In the late afternoon Jackie drove me to Shelly and Ron’s where we also met Helen and Bill.  Their home in Walkford is reached by a pleasant journey through The New Forest.  We were treated to high tea of tasty sandwiches prepared by Shelly; an excellent spicy fruit cake baked by Helen; and strawberries with clotted cream.  Helen told us about the German dough with which she had made the cake.  Apparently it reproduces itself so that you can make cake after cake from the same original material.  It operates much in the same way as a ginger beer factory.  Helen described her race to get ahead of the dough before the cakes completely took over the freezer.

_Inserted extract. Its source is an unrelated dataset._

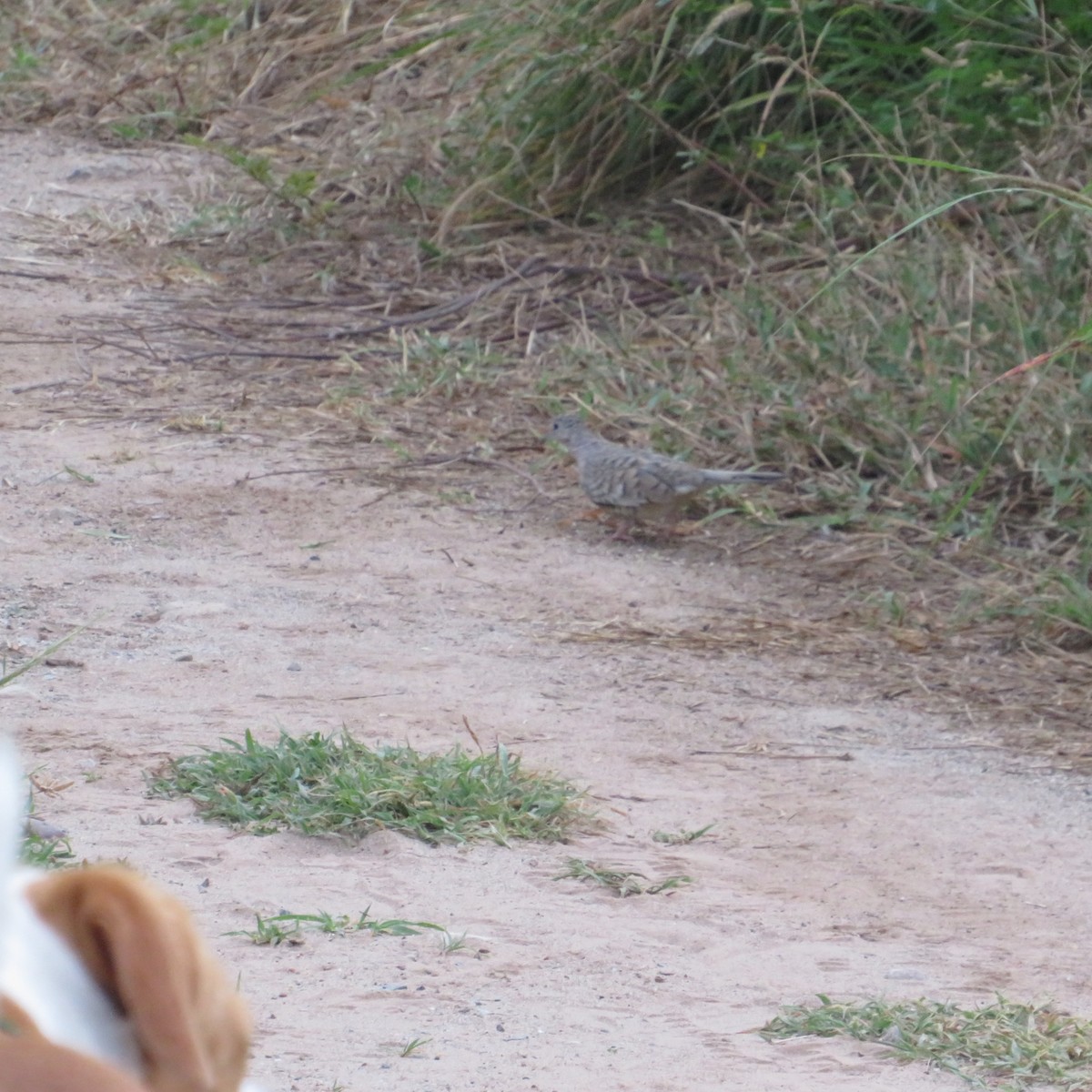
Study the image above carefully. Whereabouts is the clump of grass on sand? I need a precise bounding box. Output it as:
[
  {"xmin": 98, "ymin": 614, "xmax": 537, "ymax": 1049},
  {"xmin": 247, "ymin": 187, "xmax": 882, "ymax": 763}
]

After this we watched a DVD of the South Anglia Savoy Players production of Ruddigore, which won the Buxton International Gilbert & Sullivan Festival competition this year. Ruddigore 9.12 We were all agreed that it was no surprise that this flawlessly polished performance was the winner.  It was hard to believe this was an amateur performance.  Our particular interest was that among the cast were Jackie’s cousin Pat O’Connell and his daughter Olivia.  It seemed to us that, for his comic turn, Pat received the greatest applause at the end.  There were some splendid voices among the cast.  I had experienced Pat’s work in directing the Godalming Operatic Society, but had not seen him on stage before.

Finally, I am indebted to Elizabeth for identifying yesterday’s butterfly as a comma.